Une séquence d'images de l'imageur ultra-violet Extreme Solar Orbiter montre plusieurs petites éruptions à travers la surface du soleil qui peuvent aider à expliquer le mécanisme qui chauffe la couronne solaire. Image: Solar Orbiter / EUI Team (ESA & NASA); CSL, IAS, MPS, PMOD / WRC, ROB, UCL / MSSL

Les premières images de l'ESA / NASA Solar Orbiter, dévoilées le 16 juillet, offrent un nouveau regard spectaculaire sur le Soleil, y compris des vues surprenantes de petits incendies semblables à des feux de camp surnommés «feux de camp» qui peuvent fournir au moins une partie de l'énergie qui alimente l'étoile à un million de degrés couronne.

Daniel Müller, scientifique du projet Solar Orbiter à l'Agence spatiale européenne, a déclaré qu'il était trop tôt pour tirer des conclusions, mais «il est possible que ce que nous voyons ici… puisse contribuer de manière significative» au chauffage de l'atmosphère extérieure du Soleil.

Le physicien américain Eugene Parker a théorisé en 1987 qu'une mer de petits «nanoflares» magnétiquement alimentés pourrait être le mécanisme qui chauffe la couronne à des températures aussi élevées.

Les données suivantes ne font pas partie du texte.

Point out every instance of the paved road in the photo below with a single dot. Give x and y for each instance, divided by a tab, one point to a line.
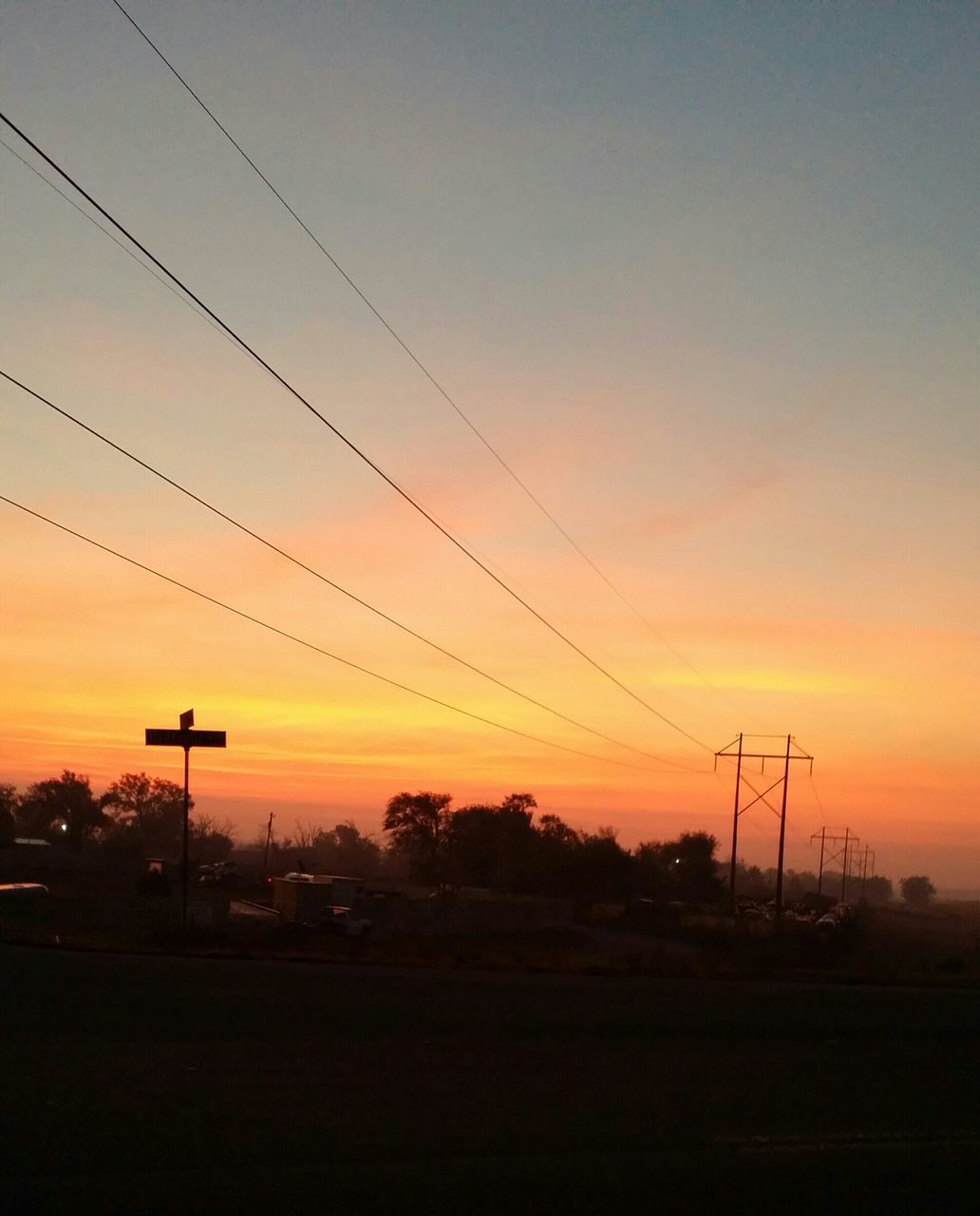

Une image haute résolution de l'imageur ultraviolet extrême (EUI) sur le vaisseau spatial Solar Orbiter de l'ESA. Le cercle dans le coin inférieur gauche indique la taille de la Terre pour l'échelle. La flèche pointe vers l’une des caractéristiques omniprésentes de la surface solaire, appelées «feux de camp».

Bien que les nouvelles données ne résolvent pas encore le problème, "notre conjecture est que ces feux de camp … sont liés à des changements dans le champ magnétique du Soleil, un processus connu sous le nom de reconnexion magnétique", a déclaré Müller lors d'un point de presse. "Nous pensons que même si c'est le Soleil" calme "et qu'il n'y a que des champs magnétiques à petite échelle, ces filaments s'emmêlent et sont soumis à des contraintes. Et comme les élastiques, ils peuvent éventuellement se déchirer puis se reconfigurer dans de nouvelles configurations. »

"Ce processus de déchirure peut libérer de l'énergie, de grandes quantités, et cela chaufferait alors le plasma localement à des températures de plus d'un million de degrés, ce que nous voyons."

En plus des images du feu de camp, l'ESA a également publié des photos et des données sur disque entier des autres instruments du vaisseau spatial, capturés à une distance d'environ 77 millions de kilomètres (48 millions de miles) du Soleil, montrant un niveau de détail extraordinaire.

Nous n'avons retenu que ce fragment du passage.